Tuesday, April 24, 2:20 - 3:10 PM
Conceptual design is rife with dollar per square foot calculations to give institutions a ROM (rough order of magnitude) price on various capital project ideas. What is often overlooked is the collateral damage to the adjacent spaces and the base building operations required to do the project. The inherent cost of dismantling existing spaces—only to have to rebuild them back to look the same as they were before the construction—is a very real prospect on technically challenging projects such as BSL-3 laboratories.

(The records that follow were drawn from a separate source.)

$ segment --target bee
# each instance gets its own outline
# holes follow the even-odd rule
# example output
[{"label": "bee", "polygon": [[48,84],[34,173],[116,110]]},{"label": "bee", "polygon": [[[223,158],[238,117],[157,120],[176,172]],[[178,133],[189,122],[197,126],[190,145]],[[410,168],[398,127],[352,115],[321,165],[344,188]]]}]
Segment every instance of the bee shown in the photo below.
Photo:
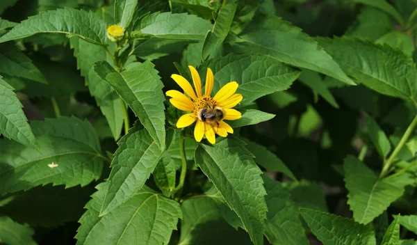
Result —
[{"label": "bee", "polygon": [[211,125],[217,125],[224,118],[224,113],[221,107],[202,108],[198,112],[198,119]]}]

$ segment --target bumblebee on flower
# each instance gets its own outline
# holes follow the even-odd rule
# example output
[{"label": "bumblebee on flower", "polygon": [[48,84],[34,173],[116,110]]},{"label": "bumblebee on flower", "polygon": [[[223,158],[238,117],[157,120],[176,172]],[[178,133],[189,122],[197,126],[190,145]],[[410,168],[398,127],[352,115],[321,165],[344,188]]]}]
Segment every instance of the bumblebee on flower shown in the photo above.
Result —
[{"label": "bumblebee on flower", "polygon": [[[212,144],[215,143],[215,134],[226,137],[227,134],[233,134],[233,129],[224,120],[234,120],[242,117],[241,113],[232,109],[243,98],[242,95],[235,93],[239,85],[236,81],[225,84],[211,97],[214,83],[214,76],[210,68],[207,68],[204,93],[202,93],[202,82],[197,70],[188,66],[193,77],[194,89],[183,77],[173,74],[171,77],[184,90],[184,93],[171,90],[166,95],[171,97],[170,102],[177,109],[188,112],[183,115],[177,127],[183,128],[195,123],[194,137],[200,142],[205,135]],[[188,95],[187,97],[186,95]]]}]

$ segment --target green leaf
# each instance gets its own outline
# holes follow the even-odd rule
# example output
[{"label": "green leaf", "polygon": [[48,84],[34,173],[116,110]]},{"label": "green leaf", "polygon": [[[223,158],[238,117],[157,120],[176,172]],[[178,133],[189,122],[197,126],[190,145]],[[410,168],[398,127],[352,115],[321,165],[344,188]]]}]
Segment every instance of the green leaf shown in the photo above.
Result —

This need to rebuild what already exists is partially because the more technically challenging the project, the greater and more dedicated the mechanical systems have to become. This transition from standardized house systems to project specific dedicated systems can have far reaching implications to the adjacent infrastructure. It is this relocation, re-engineering and replacement of the standard house MEP systems to accommodate specific dedicated systems that we have coined “collateral damage.”
To truly understand the complete scope of the most complex renovations it is necessary to define how the schedule, building location, utility needs and programmatic phasing interact. An often-overlooked aspect of this project planning is evaluating the existing utility delivery system and its effect on the cost, schedule and phasing of the project. This becomes very evident when a small 1000 sf renovation project has the potential to shut down 100,000’s of sf of operating laboratories repeatedly during the course of a construction project to allow for a variety of utility tie-ins. The financial repercussions of such downtime to a tier one international research organization such as The Broad Institute is extreme.
By looking at these especially complex projects differently, owners can minimize financial, schedule and operational risk. This presentation will articulate some of the common pitfalls that afflict modern laboratory designs and outline many of the proposed design adjustments being implemented at The Broad Institute in Cambridge, Massachusetts. What are the challenges in this type of project? Identifying the full scope of a project prior to establishing a budget plague every project type, but it becomes increasingly challenging when you add intense complexity, renovation, continuous operation, as well as a challenging location into the equation. This session will offer a roadmap to organizing and implementing a path forward—not by restricting ideas but by discussing important design topics informed both by past experience as well as ongoing construction drivers.
Attendees will learn:
• How to use innovative design to solve persistent laboratory renovation issues.
• How to minimize the financial risk of construction over-runs.
• How to avoid typical design assumptions that could potentially hinder the construction process.
• How to integrate programming, phasing and existing conditions into the project schedule.